You can find a specific document in the models you've built by using the topics shell script in the topics directory. Give it the path to a PDF, and it will print the URL of and (if it can) open in a browser every top documents list in which that document appears:

./topics pdf/Desktop/TO-READ/an-interesting-article.pdf

Note that if you change the port on which the local web server runs from the default of 5555, you'll need to rebuild the shell scripts for finding specific documents. Assuming you've built topic models with 50, 100, and 200 topics, you can delete and rebuild the shell scripts as follows:

rm -f topics 50-topics 100-topics 200-topics
./build 50-topics 100-topics 200-topics

For an explanation of the topic structure visualization, see the pyLDAvis documentation.
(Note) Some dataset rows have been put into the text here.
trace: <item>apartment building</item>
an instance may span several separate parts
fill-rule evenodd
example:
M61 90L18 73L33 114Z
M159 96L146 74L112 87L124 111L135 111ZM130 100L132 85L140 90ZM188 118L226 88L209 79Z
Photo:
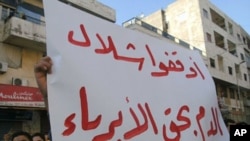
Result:
M209 0L176 0L123 26L198 50L224 118L250 123L250 36Z
M62 2L115 22L115 11L95 0ZM16 130L49 131L33 72L46 55L45 25L42 0L0 1L0 137Z

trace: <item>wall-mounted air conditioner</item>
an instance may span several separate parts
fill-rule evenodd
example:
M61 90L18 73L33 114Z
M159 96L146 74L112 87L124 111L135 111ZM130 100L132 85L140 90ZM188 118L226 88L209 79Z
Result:
M5 73L8 70L8 63L0 61L0 73Z
M12 85L16 86L28 86L28 80L25 78L12 78Z

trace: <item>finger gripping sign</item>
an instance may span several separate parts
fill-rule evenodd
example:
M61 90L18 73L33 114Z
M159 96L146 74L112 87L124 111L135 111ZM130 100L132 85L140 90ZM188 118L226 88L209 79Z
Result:
M198 52L60 1L44 7L53 140L229 140Z

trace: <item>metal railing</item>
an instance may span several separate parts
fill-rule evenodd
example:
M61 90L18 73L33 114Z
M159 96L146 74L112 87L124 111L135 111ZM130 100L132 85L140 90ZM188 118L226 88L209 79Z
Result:
M181 46L183 46L183 47L185 47L187 49L196 50L201 55L203 55L202 54L202 50L200 50L199 48L197 48L197 47L192 47L191 48L191 45L188 44L187 42L185 42L185 41L183 41L181 39L178 39L178 38L176 38L176 37L168 34L167 32L162 31L162 30L160 30L160 29L158 29L158 28L156 28L156 27L154 27L154 26L152 26L152 25L150 25L150 24L142 21L141 19L139 19L137 17L134 17L134 18L132 18L130 20L125 21L124 23L122 23L122 26L123 27L129 27L129 26L132 26L134 24L139 25L139 26L141 26L141 27L143 27L143 28L145 28L147 30L150 30L150 31L152 31L154 33L157 33L159 35L162 35L163 37L165 37L165 38L167 38L167 39L169 39L171 41L174 41L175 43L178 43L179 45L181 45Z

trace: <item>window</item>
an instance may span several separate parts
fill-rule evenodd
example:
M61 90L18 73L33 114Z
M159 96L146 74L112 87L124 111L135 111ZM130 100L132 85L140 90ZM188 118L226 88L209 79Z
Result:
M232 55L237 57L238 55L237 55L237 50L236 50L235 43L227 40L227 46L228 46L229 53L231 53Z
M247 74L244 73L244 80L247 81Z
M229 73L230 75L233 75L233 69L232 69L232 67L230 67L230 66L228 66L228 73Z
M225 49L224 37L222 35L214 31L214 39L216 46Z
M245 60L244 54L241 53L240 58L241 58L242 61Z
M229 89L229 93L230 93L230 98L231 98L231 99L235 99L234 89L230 88L230 89Z
M233 35L233 25L229 22L228 22L228 31L229 31L229 34Z
M208 12L206 9L203 9L203 16L208 19Z
M7 17L11 14L14 14L14 10L10 9L8 7L2 6L2 15L1 15L1 20L6 20Z
M212 68L215 68L215 60L212 59L212 58L210 58L210 66L211 66Z
M223 62L223 57L218 55L218 67L220 71L224 71L224 62Z
M212 42L212 37L211 37L211 34L209 34L209 33L206 33L207 34L207 41L208 42Z
M240 34L237 34L238 40L241 41Z

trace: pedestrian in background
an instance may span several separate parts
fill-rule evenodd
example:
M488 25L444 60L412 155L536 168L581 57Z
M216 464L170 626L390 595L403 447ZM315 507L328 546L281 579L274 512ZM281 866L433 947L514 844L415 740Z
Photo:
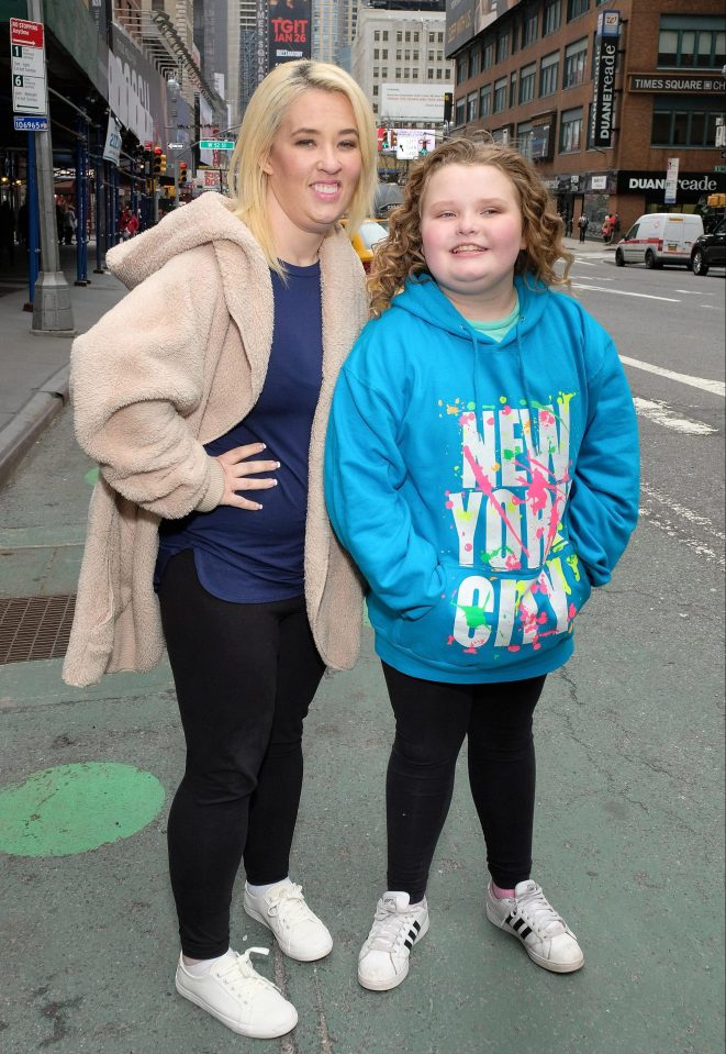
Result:
M590 226L590 220L583 212L578 220L578 230L580 232L580 242L584 243L584 236L588 233L588 228Z
M101 477L64 676L149 669L166 642L187 741L168 823L176 987L258 1038L298 1016L254 969L259 950L230 946L241 861L244 908L284 954L333 943L289 855L303 719L325 667L358 648L360 583L322 471L333 385L368 317L349 235L376 162L346 73L279 66L245 112L232 199L205 193L112 249L132 291L71 356L76 430Z
M533 714L636 524L638 440L612 340L552 289L571 264L560 232L518 152L437 147L379 244L377 318L333 399L327 506L368 583L395 715L388 891L358 964L376 991L401 984L428 930L428 874L465 737L487 918L545 969L583 964L530 876Z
For an explanation of the diagnostics tool, see the MALLET documentation.

Rebuild your topic models

If you add new PDFs to your PDF directories, you'll need to rebuild your topic models. To do this use the command:

./rebuild 50-optimized-topics

This will delete all existing models and then build an optimized 50-topic model.

If you only want to rebuild a specific model, without deleting all existing models, you can delete just that model and then build it:

./delete 50-topics
./build 50-topics

Note that if you've added new PDFs, only the models that are rebuilt will incorporate them, so most of the time you're going to want to use rebuild to rebuild all of your models.

These commands (rebuild or delete followed by build) will only convert the new PDFs to plain text, skipping any PDFs that have already been converted. If you want to start completely from scratch, including re-converting all your PDFs and re-installing MALLET and pyLDAvis, use the command:

make superclean 50-topics

Note that you will not get the same set of topics when you rebuild your models! This is expected: topic modeling involves random sampling, which produces different (but comparable) results each time.

For exploring a library of PDFs, this is a feature, not a bug: you can rebuild your topic models several times, looking to see what kinds of interesting clusters are turned up.

However, if you need reproducibility, when you build your topic models you can specify a random seed for MALLET to use as follows:

RANDOM_SEED=7 ./build 50-topics

The value of RANDOM_SEED can be any positive integer (not zero).

If you use the same RANDOM_SEED value every time you build the models, you should get the same results each time.

Troubleshooting

Some PDFs, such as scanned PDFs that have not had OCR run on them, may not have any readable text in them, meaning that the plain text versions of these files will be empty. You can check if this is the case for any of your PDF files by running this command:

make wordcounts.csv

This will generate a CSV file listing the word count for each plain text file created from your PDFs. Open the CSV in the spreadsheet software of your choice and sort by word count. Files with zero or very few words should be checked to see if the PDF needs to have OCR run on it.

You may find that one or more of your topics seems to consist of gibberish. This is usually a sign that OCR has failed, producing a bunch of unreadable symbols instead of readable text. This is often due to a problem with embedded fonts in the PDF file. Using Adobe Acrobat Pro DC to convert fonts to outlines before running OCR can fix this.

You can use the diagnostics tool to find other kinds of “problematic” topics—see the MALLET documentation.